Abstract
RNA plays essential roles in all known forms of life. Clustering RNA sequences with common sequence and structure is an essential step towards studying RNA function. With the advent of high-throughput sequencing (HTS) techniques, experimental and genomic data are expanding to complement the predictive methods. However, the existing methods do not effectively utilize and cope with the immense amount of data becoming available.

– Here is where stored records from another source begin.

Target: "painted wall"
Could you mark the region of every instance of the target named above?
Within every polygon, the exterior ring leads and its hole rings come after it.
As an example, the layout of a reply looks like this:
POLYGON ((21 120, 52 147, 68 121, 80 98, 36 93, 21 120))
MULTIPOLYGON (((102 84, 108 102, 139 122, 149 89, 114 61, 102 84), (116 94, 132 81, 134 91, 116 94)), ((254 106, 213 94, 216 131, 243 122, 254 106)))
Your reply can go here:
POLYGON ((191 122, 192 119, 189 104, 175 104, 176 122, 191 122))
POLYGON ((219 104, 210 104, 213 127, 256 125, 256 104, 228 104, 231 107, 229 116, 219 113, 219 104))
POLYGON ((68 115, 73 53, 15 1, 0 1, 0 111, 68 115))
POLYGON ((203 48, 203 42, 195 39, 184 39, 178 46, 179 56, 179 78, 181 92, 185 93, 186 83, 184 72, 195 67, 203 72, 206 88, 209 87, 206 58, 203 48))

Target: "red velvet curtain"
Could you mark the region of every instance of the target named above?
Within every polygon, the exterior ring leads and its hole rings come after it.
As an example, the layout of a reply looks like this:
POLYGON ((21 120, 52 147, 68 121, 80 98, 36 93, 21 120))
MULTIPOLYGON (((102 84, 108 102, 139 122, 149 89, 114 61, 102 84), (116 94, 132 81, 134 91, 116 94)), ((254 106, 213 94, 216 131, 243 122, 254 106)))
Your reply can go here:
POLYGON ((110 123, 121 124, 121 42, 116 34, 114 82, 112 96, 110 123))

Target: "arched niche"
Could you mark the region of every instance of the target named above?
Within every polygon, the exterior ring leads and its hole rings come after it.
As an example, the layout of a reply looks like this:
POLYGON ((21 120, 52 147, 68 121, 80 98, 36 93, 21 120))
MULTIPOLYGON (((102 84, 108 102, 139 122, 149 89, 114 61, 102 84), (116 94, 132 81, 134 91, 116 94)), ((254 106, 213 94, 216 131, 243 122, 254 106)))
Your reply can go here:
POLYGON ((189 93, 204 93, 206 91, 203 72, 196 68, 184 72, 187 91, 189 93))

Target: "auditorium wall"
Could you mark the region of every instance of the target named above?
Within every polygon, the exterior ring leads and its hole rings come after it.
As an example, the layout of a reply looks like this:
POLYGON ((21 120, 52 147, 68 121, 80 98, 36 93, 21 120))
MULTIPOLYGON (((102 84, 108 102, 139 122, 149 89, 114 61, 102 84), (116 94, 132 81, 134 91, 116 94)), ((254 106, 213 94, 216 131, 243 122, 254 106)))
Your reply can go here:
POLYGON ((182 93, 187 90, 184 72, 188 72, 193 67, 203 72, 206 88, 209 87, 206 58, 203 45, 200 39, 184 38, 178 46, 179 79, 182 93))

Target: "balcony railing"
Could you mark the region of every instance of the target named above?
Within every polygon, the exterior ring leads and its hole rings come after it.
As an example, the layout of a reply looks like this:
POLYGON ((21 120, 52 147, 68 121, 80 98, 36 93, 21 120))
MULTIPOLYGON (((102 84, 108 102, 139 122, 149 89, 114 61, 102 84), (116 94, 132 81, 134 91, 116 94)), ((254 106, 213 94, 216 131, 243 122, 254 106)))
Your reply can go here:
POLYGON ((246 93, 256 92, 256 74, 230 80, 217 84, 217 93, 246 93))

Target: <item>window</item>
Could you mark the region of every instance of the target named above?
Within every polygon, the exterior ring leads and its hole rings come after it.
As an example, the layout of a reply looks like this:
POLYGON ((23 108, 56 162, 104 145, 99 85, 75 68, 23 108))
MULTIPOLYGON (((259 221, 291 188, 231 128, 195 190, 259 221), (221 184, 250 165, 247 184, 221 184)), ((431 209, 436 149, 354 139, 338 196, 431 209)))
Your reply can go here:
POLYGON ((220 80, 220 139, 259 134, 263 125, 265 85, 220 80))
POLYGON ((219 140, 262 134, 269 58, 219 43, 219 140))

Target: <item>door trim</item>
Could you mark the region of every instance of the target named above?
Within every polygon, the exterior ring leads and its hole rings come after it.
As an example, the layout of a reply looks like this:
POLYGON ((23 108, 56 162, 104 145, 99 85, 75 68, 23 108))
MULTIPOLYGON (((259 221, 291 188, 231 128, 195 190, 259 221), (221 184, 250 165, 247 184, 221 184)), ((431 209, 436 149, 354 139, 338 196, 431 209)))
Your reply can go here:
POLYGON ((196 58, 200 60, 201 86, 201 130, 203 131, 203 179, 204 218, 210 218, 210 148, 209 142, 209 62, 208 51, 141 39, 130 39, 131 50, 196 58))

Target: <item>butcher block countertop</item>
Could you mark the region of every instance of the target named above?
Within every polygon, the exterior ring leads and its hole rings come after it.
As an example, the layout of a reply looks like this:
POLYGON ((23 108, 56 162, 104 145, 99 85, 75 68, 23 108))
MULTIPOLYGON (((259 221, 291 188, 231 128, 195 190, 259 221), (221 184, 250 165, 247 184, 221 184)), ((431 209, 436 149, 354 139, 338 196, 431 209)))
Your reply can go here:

Hundreds of thousands of non-coding RNAs (ncRNAs) have been detected, however, the annotation of these ncRNAs is lacking behind. Here we present GraphClust2, a comprehensive approach for scalable clustering of RNAs based on sequence and structural similarities. GraphClust2 bridges the gap between HTS and structural RNA analysis, and provides an integrative solution by incorporating diverse experimental and genomic data in an accessible manner via the Galaxy framework. GraphClust2 can efficiently cluster and annotate large datasets of RNAs and supports structure probing data. We demonstrate that the annotation performance of clustering functional RNAs can be considerably improved. Furthermore, an off-the-shelf procedure is introduced for identifying locally conserved structure candidates in long RNAs. We suggest the presence and the sparsity of phylogenetically conserved local structures for a collection of long non-coding RNAs.
By clustering data from two CLIP experiments, we demonstrate the benefits of GraphClust2 for motif discovery under the presence of biological and methodological biases. Finally, we uncover prominent targets of double-stranded RNA binding protein Roquin-1, such as BCOR’s 3′UTR that contains multiple binding stem-loops which are evolutionary conserved.